When we read that “the evil spirit” replied to the seven men (Acts 19:15), this is clearly parallel with “the man in whom the evil spirit was” (Acts 19:16) who jumped on the men after first stating that he does not recognize their authority, whereas he does recognize the authority of Paul and Jesus. We read in 1 Jn. 4:1 of ‘spirits’ who should not be believed, and the reference clearly is to human teachers whose message should be analysed and rejected if it were false. A ‘spirit’ can therefore refer to a person- the Lord Jesus is called “the Lord the Spirit” in 2 Cor. 3:18 RV.
We note that Sceva is called “high priest” (Acts 19:14- this is the word usually used for the singular “High Priest”). His claim was fraudulent, but again we find the New Testament describing things from the perspective of how they appeared to people, without a footnote, as it were, pointing out that the understanding or claims were incorrect. And this explains why there likewise is no specific note to the effect that the understandings of demons and evil spirits were not in fact correct.

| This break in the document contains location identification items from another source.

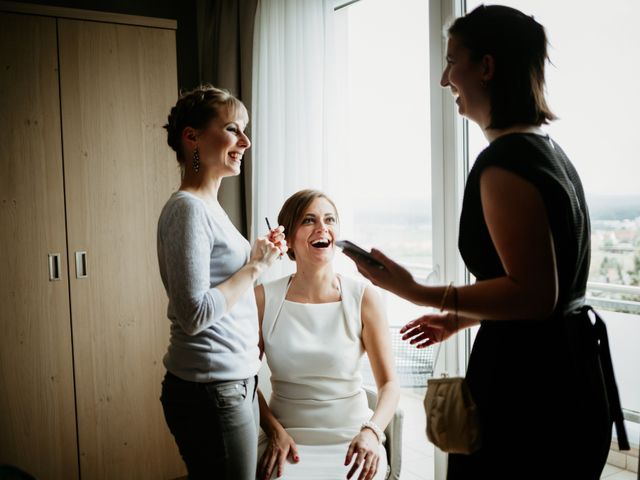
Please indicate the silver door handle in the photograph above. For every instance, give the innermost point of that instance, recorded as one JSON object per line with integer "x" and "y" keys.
{"x": 81, "y": 265}
{"x": 54, "y": 267}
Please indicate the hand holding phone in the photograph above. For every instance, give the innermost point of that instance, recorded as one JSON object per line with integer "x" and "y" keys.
{"x": 351, "y": 247}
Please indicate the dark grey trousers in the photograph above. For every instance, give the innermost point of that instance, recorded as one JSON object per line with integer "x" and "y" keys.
{"x": 215, "y": 426}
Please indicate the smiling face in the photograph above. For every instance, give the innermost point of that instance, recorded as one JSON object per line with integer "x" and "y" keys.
{"x": 316, "y": 232}
{"x": 223, "y": 143}
{"x": 465, "y": 77}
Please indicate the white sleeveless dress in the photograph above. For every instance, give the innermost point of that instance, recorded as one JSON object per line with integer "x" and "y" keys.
{"x": 315, "y": 352}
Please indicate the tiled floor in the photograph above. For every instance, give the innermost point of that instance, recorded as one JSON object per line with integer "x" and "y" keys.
{"x": 417, "y": 452}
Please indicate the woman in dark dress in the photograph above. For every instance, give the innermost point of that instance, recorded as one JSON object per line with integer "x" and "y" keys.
{"x": 525, "y": 235}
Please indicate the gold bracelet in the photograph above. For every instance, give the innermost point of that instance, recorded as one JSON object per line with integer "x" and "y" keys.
{"x": 444, "y": 296}
{"x": 455, "y": 308}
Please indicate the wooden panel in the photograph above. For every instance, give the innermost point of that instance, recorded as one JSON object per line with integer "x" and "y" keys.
{"x": 118, "y": 84}
{"x": 37, "y": 418}
{"x": 64, "y": 12}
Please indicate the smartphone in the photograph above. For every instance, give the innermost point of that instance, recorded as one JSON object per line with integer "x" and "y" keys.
{"x": 360, "y": 252}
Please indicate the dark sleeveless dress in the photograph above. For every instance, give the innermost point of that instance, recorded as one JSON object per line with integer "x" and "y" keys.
{"x": 544, "y": 413}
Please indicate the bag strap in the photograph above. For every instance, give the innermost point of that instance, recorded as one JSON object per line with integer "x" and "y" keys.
{"x": 604, "y": 353}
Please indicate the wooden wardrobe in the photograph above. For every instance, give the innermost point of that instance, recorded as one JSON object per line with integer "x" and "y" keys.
{"x": 84, "y": 172}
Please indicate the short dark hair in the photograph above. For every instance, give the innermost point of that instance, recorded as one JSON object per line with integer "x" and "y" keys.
{"x": 518, "y": 45}
{"x": 195, "y": 109}
{"x": 292, "y": 211}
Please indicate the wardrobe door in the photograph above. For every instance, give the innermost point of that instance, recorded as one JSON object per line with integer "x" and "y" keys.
{"x": 37, "y": 416}
{"x": 118, "y": 84}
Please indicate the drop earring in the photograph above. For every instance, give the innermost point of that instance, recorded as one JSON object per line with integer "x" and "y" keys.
{"x": 195, "y": 163}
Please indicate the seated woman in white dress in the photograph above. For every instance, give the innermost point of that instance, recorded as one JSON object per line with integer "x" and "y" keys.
{"x": 315, "y": 327}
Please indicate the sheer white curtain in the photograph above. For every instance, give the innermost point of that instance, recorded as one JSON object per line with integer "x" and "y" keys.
{"x": 295, "y": 117}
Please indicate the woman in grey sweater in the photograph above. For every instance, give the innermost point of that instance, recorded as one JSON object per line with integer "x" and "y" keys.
{"x": 208, "y": 269}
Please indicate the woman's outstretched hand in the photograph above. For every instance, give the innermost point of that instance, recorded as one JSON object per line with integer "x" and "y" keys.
{"x": 393, "y": 277}
{"x": 281, "y": 445}
{"x": 429, "y": 329}
{"x": 364, "y": 447}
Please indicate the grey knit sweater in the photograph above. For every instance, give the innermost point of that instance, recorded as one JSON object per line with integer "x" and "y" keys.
{"x": 197, "y": 250}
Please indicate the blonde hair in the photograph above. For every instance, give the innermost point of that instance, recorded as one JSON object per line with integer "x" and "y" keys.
{"x": 292, "y": 211}
{"x": 196, "y": 108}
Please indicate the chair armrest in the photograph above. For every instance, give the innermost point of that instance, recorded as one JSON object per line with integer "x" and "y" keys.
{"x": 393, "y": 432}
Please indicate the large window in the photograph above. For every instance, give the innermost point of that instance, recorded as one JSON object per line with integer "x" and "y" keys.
{"x": 386, "y": 156}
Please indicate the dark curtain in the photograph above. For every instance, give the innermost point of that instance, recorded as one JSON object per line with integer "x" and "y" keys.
{"x": 225, "y": 45}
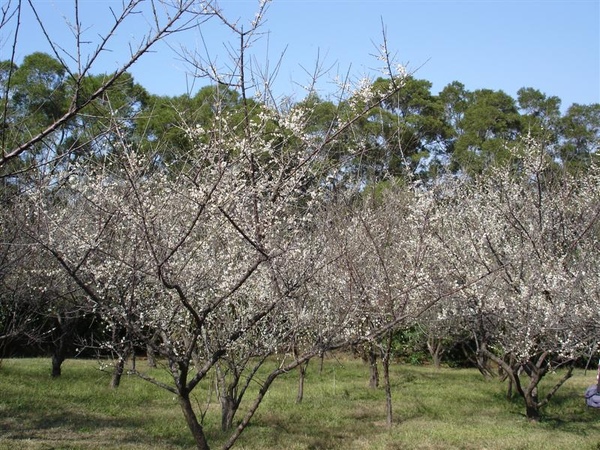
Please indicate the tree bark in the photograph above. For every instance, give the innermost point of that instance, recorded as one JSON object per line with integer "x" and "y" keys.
{"x": 117, "y": 373}
{"x": 228, "y": 410}
{"x": 374, "y": 372}
{"x": 385, "y": 361}
{"x": 436, "y": 349}
{"x": 57, "y": 359}
{"x": 301, "y": 378}
{"x": 192, "y": 421}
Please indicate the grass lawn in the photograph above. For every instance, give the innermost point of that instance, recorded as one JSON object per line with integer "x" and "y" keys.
{"x": 445, "y": 409}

In the Jewish Testament of Solomon Chapter 18 there is extensive information about the practices of the itinerant exorcists in the area of Ephesus and this provides a clearer picture of what Sceva was about (1). The Jewish itinerant exorcists claimed to heal by calling the names of Angels over the sick, claiming they had access to the heavenly areas where demons supposedly existed, and there had power to expel the demons. The way that these men were beaten and their powers and belief system exposed as so powerless is surely intentional; indicating that the whole idea of evil spirits, battles in Heaven etc. was being deconstructed by the whole incident. The man “overpowered” them; the power of his illness was greater than their powers. The sick man claimed that he did not recognize the power of these men and therefore their belief systems were powerless. In contrast the name of Jesus as believed by Paul was powerful. The theme of deconstruction continues when we discover that the man’s question “Who are you?” (:15) is in fact part of the very formula used by the Jewish exorcists (2); they asked this question of the [supposed] demon and then claimed to cast it out. The man was turning things around, implying that the exorcists were the ones who were spirit possessed and he was the one with power to cure them. This is why the seven men are described as running away naked and traumatized [:16 Gk.]- the behaviour and situation associated typically with the ‘possessed’. It may well be that the Jewish heresy of worshipping Angels which Paul warned the Colossians against was in fact the work of Sceva and his itinerant Jewish teachers- Colosse was 120 miles from Ephesus, so Sceva’s itinerant influence may well have been there too. In that same context, Paul teaches that Christ has “disarmed” the supposed [demonic] rulers and authorities which the Jews thought brought sickness (Col. 2:15); if they existed, then they are powerless and therefore effectively non-existent. Christ is in any case “head over every power and authority” (Col. 2:10 NIV).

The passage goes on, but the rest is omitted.